The following piece by Jacob Sayward of Fordham University School of Law was originally published in the May 2012 CRIV Sheet (v. 34, No 3):
Like many librarians, I spend much of my workday dealing with “traditional” information vendors. For law librarians, these traditional information vendors will include West, LexisNexis, Wolters Kluwer, and their affiliates and subsidiaries. They will also include the smaller, independent legal publishers still out there, the non-legal publishers from whom my library buys materials, and the providers of electronic databases and journals to which my library subscribes. These interactions still offer plenty of surprises on a regular basis, but by now there is at least an established playbook for my relations with all of them, thanks to the wisdom and experience of thousands of my librarian colleagues. Getting the most out of my relationship with non-traditional information vendors is often more difficult.
It is not the most precise definition, but by non-traditional information vendors I essentially mean the providers of services that improve our collection’s maintenance and access (as opposed to the providers of our collection’s actual materials). Cassidy Cataloging Services provides my library with MARC records for a wide variety of holdings. Innovative Interfaces is behind our Integrated Library System. Our A-to-Z Journal List is hosted by and administered through Serials Solutions, and as the administrator of my library’s A-to-Z Journal List for the last four years I have gained quite a bit of experience in working with Serials Solutions.
An A-to-Z Journal List is a website that serves as a library’s portal to its online journals. These journal lists tend to have more simple interfaces (compared to comprehensive catalogs, at least), and they are most effective when they convey the basic information a patron or user wants to immediately know about a particular online journal. Does the library subscribe to this journal in some format? What are its coverage dates? Through what database is the access? Which patrons or users have access? Within the law library world these journal lists are, with few exceptions, the provenance of academic law libraries. One of the biggest causes of frustration regarding the administration of our journal list is the fact that such a smaller subset of my colleagues have experience (or even interest) in the problems involved. In fact, the companies behind these journal lists seem to design them with larger university libraries in mind, so even within the context of academic law libraries I know we are, at best, a secondarily targeted customer base.
Problems with non-traditional information vendors often arise when their products necessarily interact with the publications of more traditional vendors. This is what they are designed to do, of course, but the intersection may lead to some poor customer service experiences. Anyone who has ever called a computer technical support line about hardware problems only to be told the problem is with the software (and then vice versa) may be familiar with the experience. I worked with Serials Solutions to create some new access for journals on law schools’ LexisNexis subscriptions, and the entire process took over two years. One company was always complaining that the other would not supply the necessary information, so I ended up having to get most of the required information and format it myself.

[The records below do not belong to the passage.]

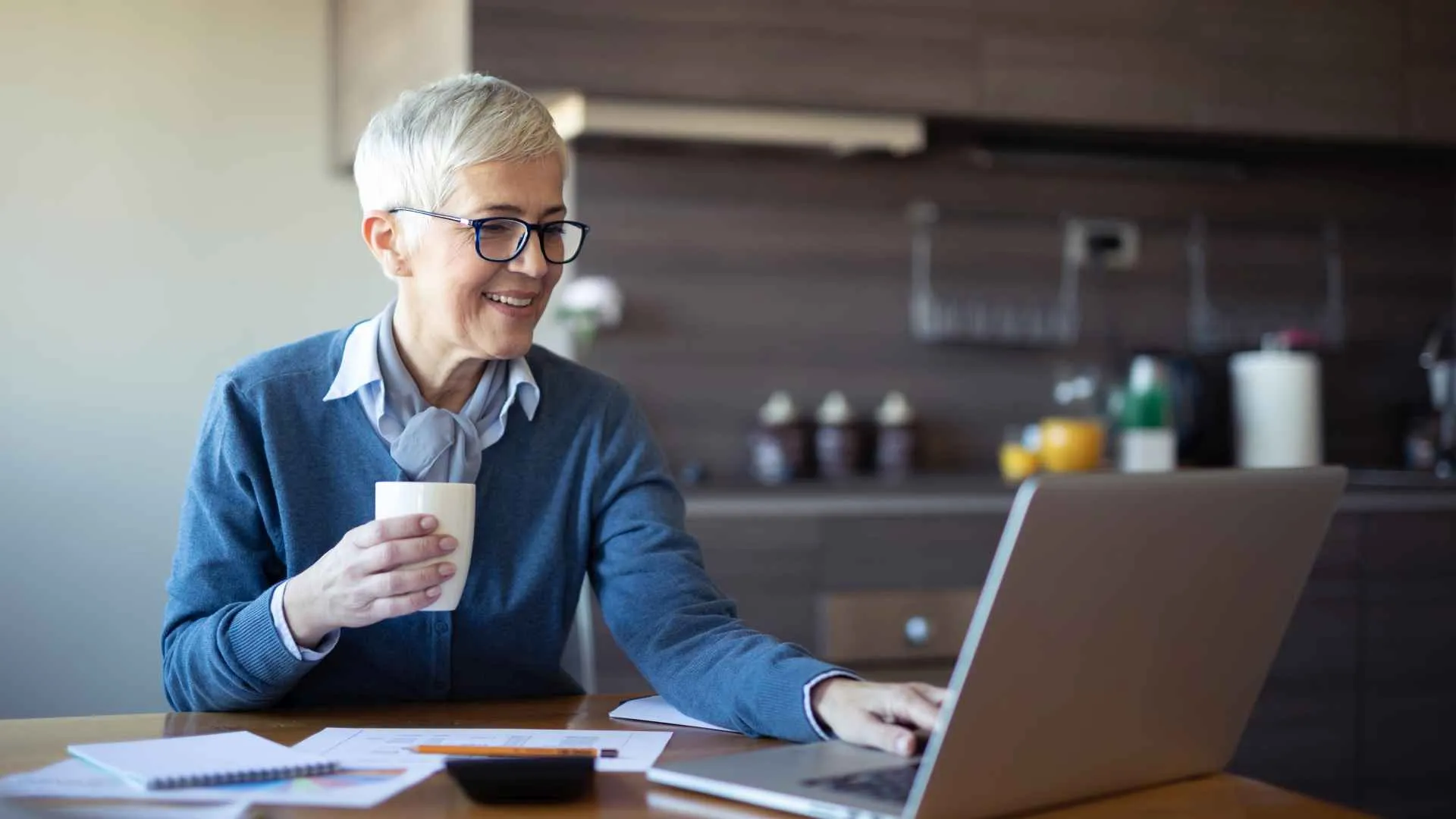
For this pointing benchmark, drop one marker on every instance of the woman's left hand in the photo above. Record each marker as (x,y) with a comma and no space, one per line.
(880,714)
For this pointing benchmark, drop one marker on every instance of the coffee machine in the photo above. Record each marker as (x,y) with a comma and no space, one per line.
(1433,444)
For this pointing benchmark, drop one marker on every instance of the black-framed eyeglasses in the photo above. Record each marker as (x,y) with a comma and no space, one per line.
(503,238)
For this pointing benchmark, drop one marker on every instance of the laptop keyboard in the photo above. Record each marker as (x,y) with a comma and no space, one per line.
(889,784)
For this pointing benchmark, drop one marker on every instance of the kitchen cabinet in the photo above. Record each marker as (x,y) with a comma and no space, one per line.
(1347,69)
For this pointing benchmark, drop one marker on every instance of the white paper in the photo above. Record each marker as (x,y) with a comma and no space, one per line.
(375,748)
(229,811)
(351,787)
(657,710)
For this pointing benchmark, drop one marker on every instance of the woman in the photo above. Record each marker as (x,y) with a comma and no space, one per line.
(286,594)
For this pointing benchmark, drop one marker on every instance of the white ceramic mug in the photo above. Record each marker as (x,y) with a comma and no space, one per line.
(453,504)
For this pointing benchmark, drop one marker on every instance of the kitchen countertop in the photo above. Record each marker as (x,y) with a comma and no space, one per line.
(987,494)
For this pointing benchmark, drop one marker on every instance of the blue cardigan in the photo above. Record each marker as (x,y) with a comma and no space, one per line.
(280,475)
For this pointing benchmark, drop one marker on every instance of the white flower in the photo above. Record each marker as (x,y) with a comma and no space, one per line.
(595,297)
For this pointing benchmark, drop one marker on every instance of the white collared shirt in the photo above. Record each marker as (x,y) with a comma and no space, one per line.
(360,375)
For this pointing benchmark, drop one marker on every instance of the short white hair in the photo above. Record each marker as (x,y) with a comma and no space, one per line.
(413,152)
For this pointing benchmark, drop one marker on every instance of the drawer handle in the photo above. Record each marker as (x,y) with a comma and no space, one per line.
(918,632)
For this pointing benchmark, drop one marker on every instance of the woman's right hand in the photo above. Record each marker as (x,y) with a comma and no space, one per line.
(364,577)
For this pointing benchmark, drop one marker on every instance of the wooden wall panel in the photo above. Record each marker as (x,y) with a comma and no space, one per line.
(1363,69)
(752,271)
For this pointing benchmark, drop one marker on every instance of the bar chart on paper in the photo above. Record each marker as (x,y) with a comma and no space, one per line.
(381,748)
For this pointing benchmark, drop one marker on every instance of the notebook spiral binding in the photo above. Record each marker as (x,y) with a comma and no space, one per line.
(235,777)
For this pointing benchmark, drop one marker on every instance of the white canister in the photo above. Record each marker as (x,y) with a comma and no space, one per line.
(1277,419)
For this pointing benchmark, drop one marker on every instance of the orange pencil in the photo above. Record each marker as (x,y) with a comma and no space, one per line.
(511,751)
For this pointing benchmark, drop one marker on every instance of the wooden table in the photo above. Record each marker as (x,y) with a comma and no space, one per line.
(34,744)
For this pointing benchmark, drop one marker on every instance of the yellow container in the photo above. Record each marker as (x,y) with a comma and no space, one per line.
(1072,445)
(1017,463)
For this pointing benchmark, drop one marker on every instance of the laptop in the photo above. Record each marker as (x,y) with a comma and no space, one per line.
(1122,637)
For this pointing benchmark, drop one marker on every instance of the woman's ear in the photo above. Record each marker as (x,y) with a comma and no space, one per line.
(384,241)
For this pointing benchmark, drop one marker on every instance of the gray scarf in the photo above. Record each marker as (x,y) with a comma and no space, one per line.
(436,445)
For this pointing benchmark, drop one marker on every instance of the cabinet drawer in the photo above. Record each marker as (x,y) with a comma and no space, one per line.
(894,626)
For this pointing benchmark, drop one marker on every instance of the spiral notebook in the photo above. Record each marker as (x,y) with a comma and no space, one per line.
(200,761)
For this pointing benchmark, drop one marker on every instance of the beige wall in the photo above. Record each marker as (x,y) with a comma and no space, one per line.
(165,209)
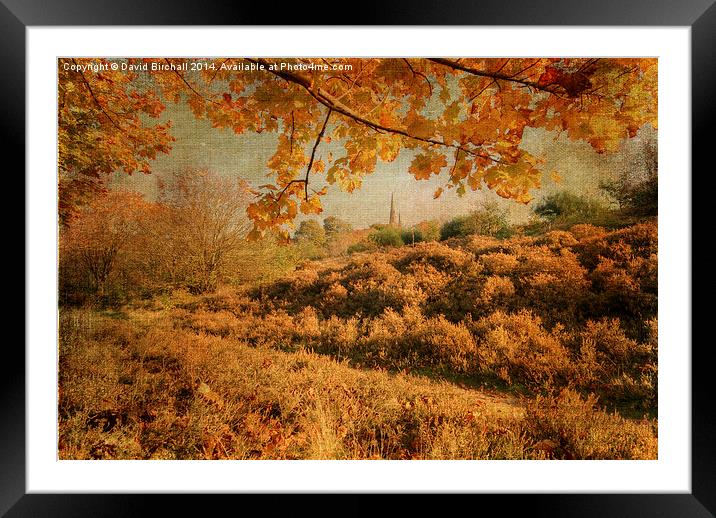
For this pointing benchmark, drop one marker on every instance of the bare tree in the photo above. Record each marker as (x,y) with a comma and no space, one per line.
(208,222)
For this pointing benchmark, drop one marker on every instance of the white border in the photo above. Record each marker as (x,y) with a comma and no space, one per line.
(671,473)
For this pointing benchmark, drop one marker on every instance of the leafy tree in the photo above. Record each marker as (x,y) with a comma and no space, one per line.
(95,245)
(567,207)
(423,231)
(488,220)
(103,127)
(463,118)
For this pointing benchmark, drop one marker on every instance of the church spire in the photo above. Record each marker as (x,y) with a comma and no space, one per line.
(392,210)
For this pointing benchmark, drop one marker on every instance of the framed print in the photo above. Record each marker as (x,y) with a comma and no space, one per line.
(427,259)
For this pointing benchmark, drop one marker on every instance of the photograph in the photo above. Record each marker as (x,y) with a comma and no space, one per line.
(357,258)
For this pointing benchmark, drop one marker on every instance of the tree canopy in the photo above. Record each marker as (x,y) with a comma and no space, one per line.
(462,118)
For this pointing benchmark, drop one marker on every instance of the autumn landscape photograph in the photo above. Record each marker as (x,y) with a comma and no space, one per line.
(335,258)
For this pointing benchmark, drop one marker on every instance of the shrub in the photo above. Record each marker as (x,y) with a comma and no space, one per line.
(570,427)
(517,349)
(388,236)
(565,207)
(489,220)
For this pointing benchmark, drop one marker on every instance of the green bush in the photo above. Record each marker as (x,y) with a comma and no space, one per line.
(387,236)
(488,220)
(567,207)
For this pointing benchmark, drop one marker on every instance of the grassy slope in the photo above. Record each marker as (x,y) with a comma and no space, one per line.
(224,376)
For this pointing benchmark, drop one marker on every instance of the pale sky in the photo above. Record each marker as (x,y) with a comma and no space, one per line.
(199,145)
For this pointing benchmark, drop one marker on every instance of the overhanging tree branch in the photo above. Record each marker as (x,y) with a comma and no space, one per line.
(332,104)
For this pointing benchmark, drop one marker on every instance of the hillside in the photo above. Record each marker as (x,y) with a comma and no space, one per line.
(478,348)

My experiences working with Serials Solutions have taught me a few things about working with non-traditional information vendors. The same patience and persistence that help in so many other matters (including our relations with traditional information vendors) are important. Non-traditional information vendors may also be less experienced with or invested in their law library customers, so it sometimes takes extra effort to get them to take notice or understand our issues.

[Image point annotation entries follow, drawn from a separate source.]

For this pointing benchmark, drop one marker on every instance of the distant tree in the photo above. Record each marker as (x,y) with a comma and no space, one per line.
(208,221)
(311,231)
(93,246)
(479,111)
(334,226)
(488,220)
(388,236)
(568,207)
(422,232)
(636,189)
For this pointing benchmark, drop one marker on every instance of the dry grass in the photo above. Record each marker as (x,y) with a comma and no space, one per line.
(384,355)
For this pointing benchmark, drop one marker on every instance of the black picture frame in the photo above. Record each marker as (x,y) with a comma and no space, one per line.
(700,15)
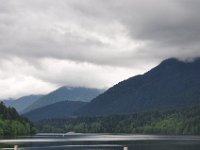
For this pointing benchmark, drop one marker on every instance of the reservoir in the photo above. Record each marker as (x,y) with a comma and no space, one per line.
(74,141)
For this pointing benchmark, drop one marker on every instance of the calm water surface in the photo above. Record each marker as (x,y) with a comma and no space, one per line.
(103,142)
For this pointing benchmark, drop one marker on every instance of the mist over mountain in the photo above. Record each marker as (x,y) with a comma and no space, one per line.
(56,110)
(22,103)
(171,84)
(65,94)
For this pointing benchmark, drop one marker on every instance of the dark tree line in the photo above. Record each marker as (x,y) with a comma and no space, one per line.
(11,124)
(181,121)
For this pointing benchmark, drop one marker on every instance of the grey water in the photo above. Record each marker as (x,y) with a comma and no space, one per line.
(102,142)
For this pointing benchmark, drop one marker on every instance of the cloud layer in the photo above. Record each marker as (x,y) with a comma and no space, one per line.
(45,44)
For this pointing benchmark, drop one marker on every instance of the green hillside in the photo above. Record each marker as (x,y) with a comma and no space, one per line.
(11,124)
(185,121)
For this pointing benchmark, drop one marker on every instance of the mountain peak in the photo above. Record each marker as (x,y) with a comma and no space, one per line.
(173,83)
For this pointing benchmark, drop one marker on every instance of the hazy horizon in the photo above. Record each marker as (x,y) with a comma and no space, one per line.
(47,44)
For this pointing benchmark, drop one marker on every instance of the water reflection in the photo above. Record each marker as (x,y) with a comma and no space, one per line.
(105,142)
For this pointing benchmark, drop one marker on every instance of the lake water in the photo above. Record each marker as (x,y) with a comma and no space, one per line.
(103,142)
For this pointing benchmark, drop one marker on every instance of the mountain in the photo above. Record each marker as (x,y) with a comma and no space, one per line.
(22,103)
(65,94)
(171,84)
(56,110)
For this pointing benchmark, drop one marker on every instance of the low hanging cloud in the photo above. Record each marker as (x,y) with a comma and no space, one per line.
(45,44)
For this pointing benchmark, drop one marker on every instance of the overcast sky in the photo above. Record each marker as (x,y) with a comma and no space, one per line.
(45,44)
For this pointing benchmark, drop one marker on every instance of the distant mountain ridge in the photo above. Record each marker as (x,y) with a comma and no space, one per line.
(22,103)
(56,110)
(65,94)
(171,84)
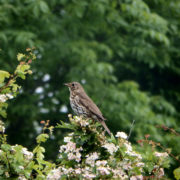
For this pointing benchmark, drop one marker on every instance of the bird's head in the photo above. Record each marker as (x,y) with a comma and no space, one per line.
(74,86)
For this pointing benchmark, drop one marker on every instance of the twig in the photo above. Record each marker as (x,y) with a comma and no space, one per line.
(131,129)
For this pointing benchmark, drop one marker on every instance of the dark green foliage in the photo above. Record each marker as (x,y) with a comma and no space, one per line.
(126,51)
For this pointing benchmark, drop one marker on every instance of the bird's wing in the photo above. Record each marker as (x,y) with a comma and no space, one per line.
(90,105)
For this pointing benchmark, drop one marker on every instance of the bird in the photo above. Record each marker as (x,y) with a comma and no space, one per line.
(82,104)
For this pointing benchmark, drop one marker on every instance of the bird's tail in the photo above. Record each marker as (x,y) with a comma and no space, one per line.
(105,127)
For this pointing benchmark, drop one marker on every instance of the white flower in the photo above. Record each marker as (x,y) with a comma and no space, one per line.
(103,170)
(3,98)
(78,171)
(128,147)
(139,164)
(83,123)
(139,177)
(9,96)
(55,174)
(21,167)
(87,175)
(111,148)
(2,129)
(101,163)
(121,135)
(91,158)
(119,174)
(67,139)
(161,173)
(21,177)
(70,146)
(71,156)
(134,154)
(158,154)
(27,154)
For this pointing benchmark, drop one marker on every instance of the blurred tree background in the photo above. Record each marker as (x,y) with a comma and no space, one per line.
(124,52)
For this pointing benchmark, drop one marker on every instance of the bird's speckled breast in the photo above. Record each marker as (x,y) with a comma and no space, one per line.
(77,107)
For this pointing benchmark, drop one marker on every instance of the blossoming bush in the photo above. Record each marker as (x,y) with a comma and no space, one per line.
(87,153)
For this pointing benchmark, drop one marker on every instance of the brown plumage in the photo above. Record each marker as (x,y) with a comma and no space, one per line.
(82,104)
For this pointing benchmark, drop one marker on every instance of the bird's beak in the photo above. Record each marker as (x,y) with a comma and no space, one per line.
(67,84)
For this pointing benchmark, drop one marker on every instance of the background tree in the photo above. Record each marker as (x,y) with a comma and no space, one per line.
(125,52)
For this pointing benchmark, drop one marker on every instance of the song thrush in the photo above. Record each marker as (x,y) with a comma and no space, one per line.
(82,104)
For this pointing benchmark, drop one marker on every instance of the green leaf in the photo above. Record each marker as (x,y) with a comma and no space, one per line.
(20,56)
(3,75)
(42,138)
(65,126)
(5,147)
(177,173)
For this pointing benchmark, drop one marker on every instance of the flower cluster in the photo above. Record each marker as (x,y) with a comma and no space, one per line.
(96,156)
(5,97)
(2,128)
(70,150)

At the same time, some non-traditional information vendors make up for some of these “inherent” problems by deciding they will be the ones to go the extra mile. Innovative Interfaces, perhaps owing to its long history with law libraries, has one of the largest footprints at AALL’s Annual Meeting. Serials Solutions, in contrast, stopped attending our Annual Meeting several years ago.
If AALL’s members are not considering CRIV as a potential source of help for non-traditional information vendors in the same way that they consider it for more traditional information vendors, then that should change as well. The problem could be that they simply do not believe CRIV’s mandate covers their problems, or it could be that they do not make the connection to CRIV because they are unused to seeing CRIV cover these issues. If members consult CRIV or AALL’s Vendor Liaison more often on these topics, then the value they receive from CRIV and AALL’s Vendor Liaison will grow. Similarly, law librarians can try alternative avenues like the new Library Consumer Advocacy Caucus or LISVendor.info for help with non-traditional information vendors. The best course of action with a non-traditional information vendor like Serials Solutions might be to look at some of the success librarians have had organizing amongst themselves. There have been countless times I have wished that Serials Solutions had its own equivalent of the Innovative Law Users Group, so I would had easier access to all the other librarians who could share their Serials Solutions experiences and how they were able to solve problems with the company. As different as our relationships with non-traditional information vendors may be from our relationships with their more traditional counterparts, the best solutions to our problems with many of them will come from the same place: collaboration with our librarian colleagues.